“Is there any reason why I should?” said the latter.
Appleby nodded. “I think there is,” he said. “We have been friends a long while, and it seems to me quite reasonable that I should want to help you. You are in a hole, Tony.”
Palliser had not meant to make a confession, but he was afraid and weak, and Appleby was strong. “I am. It’s a devilishly deep one, and I can’t get out,” he said. “Well, I’ll tell you. I’m in that condemned Davidson the keeper’s hands, and he is squeezing the life out of me. You will remember his daughter Lucy, who lived at the lodge?”
“Blackmail!” said Appleby dryly. “Go on.”
Tony took out and played with a cigar. “She was pretty, and you know I was always a trifle soft. Now and then I stopped as I passed, and talked to her. I don’t think she disliked it. Well, I don’t remember exactly how it came about, but I made her a trifling wager, and, of course, I lost it; while some fiend put it into my head to send her a little brooch, with a note, instead of the forfeit agreed on—I think it was a box of chocolate. I was away for a week or two, and when I came back she told me she didn’t think she ought to take anything of that kind from me. There was nobody about the lodge—at least so I fancied—and I insisted upon putting the condemned thing on. I think I told you she was pretty.”
“I have seen it for myself,” said Appleby, whose face was a picture of disgust. “Go on!”
“Well,” said Tony, “why the devil are you looking like that at me? I wasn’t engaged to Violet then, and I kissed her—and went away immediately. It is necessary that you should know this, you see.”
Perhaps it was relief, for his comrade was more truthful than weak men usually are, but Appleby lapsed into a great burst of laughter. Tony, however, looked at him lugubriously.
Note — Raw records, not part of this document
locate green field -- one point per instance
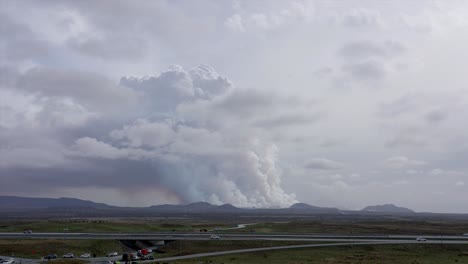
(349, 228)
(107, 226)
(385, 254)
(39, 248)
(335, 227)
(183, 247)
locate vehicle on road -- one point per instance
(147, 257)
(7, 261)
(51, 256)
(104, 262)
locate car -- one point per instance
(51, 256)
(8, 261)
(147, 257)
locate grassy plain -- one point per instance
(363, 227)
(102, 226)
(38, 248)
(383, 254)
(409, 227)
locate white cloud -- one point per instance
(323, 164)
(400, 162)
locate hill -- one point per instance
(387, 208)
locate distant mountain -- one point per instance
(308, 207)
(15, 202)
(200, 205)
(387, 208)
(227, 207)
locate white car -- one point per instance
(8, 261)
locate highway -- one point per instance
(224, 236)
(249, 250)
(328, 239)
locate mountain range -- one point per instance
(15, 203)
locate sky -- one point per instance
(254, 103)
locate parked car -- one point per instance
(7, 261)
(125, 257)
(112, 254)
(51, 256)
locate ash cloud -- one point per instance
(185, 156)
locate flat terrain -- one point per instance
(382, 254)
(38, 248)
(105, 226)
(348, 227)
(406, 227)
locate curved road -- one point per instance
(338, 240)
(224, 236)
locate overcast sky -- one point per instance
(255, 103)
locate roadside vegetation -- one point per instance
(103, 226)
(382, 254)
(36, 249)
(404, 226)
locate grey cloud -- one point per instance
(128, 48)
(164, 92)
(289, 120)
(408, 138)
(401, 106)
(436, 116)
(368, 49)
(19, 41)
(362, 18)
(368, 70)
(90, 89)
(323, 164)
(399, 162)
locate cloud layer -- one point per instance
(335, 104)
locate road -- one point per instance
(249, 250)
(331, 240)
(224, 236)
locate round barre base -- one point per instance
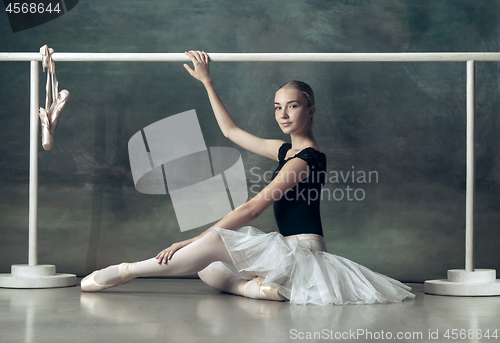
(481, 282)
(40, 276)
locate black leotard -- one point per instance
(297, 211)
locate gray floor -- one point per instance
(151, 310)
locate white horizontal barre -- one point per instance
(261, 57)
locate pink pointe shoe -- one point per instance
(127, 274)
(254, 289)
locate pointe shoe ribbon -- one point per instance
(126, 271)
(52, 112)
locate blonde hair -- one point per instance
(303, 88)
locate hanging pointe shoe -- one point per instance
(56, 109)
(254, 289)
(47, 140)
(126, 271)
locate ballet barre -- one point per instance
(460, 282)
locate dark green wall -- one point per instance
(406, 121)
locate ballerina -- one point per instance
(290, 265)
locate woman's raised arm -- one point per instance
(264, 147)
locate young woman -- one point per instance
(238, 259)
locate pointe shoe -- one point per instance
(56, 108)
(47, 140)
(259, 291)
(89, 284)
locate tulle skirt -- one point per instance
(304, 272)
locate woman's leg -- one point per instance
(188, 260)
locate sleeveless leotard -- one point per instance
(298, 210)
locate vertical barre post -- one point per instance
(470, 188)
(33, 188)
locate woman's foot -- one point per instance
(126, 273)
(47, 140)
(254, 289)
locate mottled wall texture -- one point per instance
(404, 122)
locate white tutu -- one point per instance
(304, 272)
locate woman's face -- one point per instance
(291, 111)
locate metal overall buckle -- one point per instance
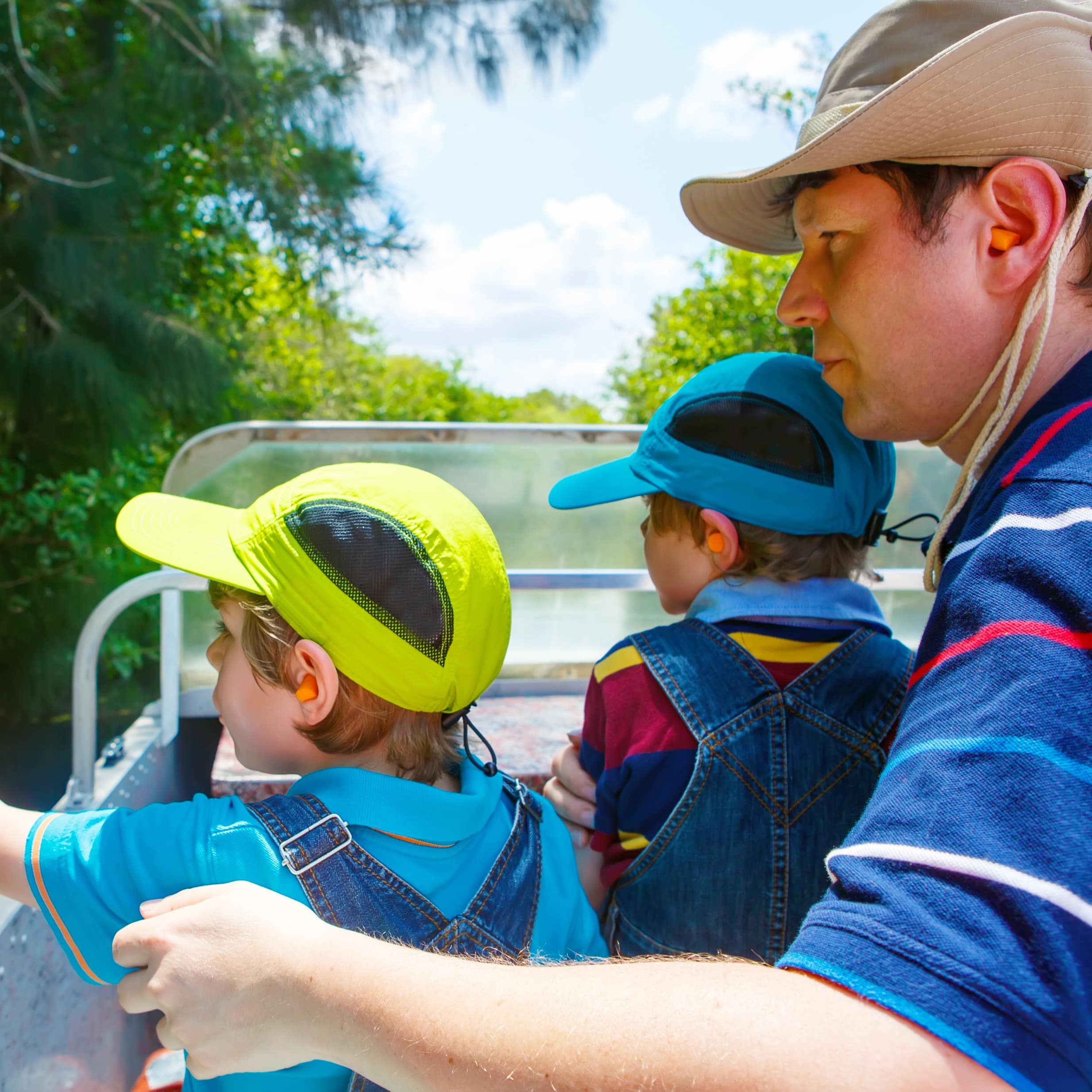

“It really isn’t in the least amusing—to me,” he said. “It’s an especially risky business kissing that kind of young woman, especially when anybody sees you. Still, I’d seen something in the girl’s face that warned me, and on my word of honor the affair ended there; but in a week or two, when I didn’t answer the note she sent, Davidson came and worried me. Talked about his feelings and a motherless girl’s reputation, showed me the note I’d written her, and said a good deal about witnesses. Well—you know I’m careless—I gave him five pounds, a note, and then saw he had one of his men hanging about. ‘Go down to the “Black Bull,” and get this fiver Mr. Palliser has given me changed,’ he said.”
“Clever!” said Appleby. “I begin to understand the thing.”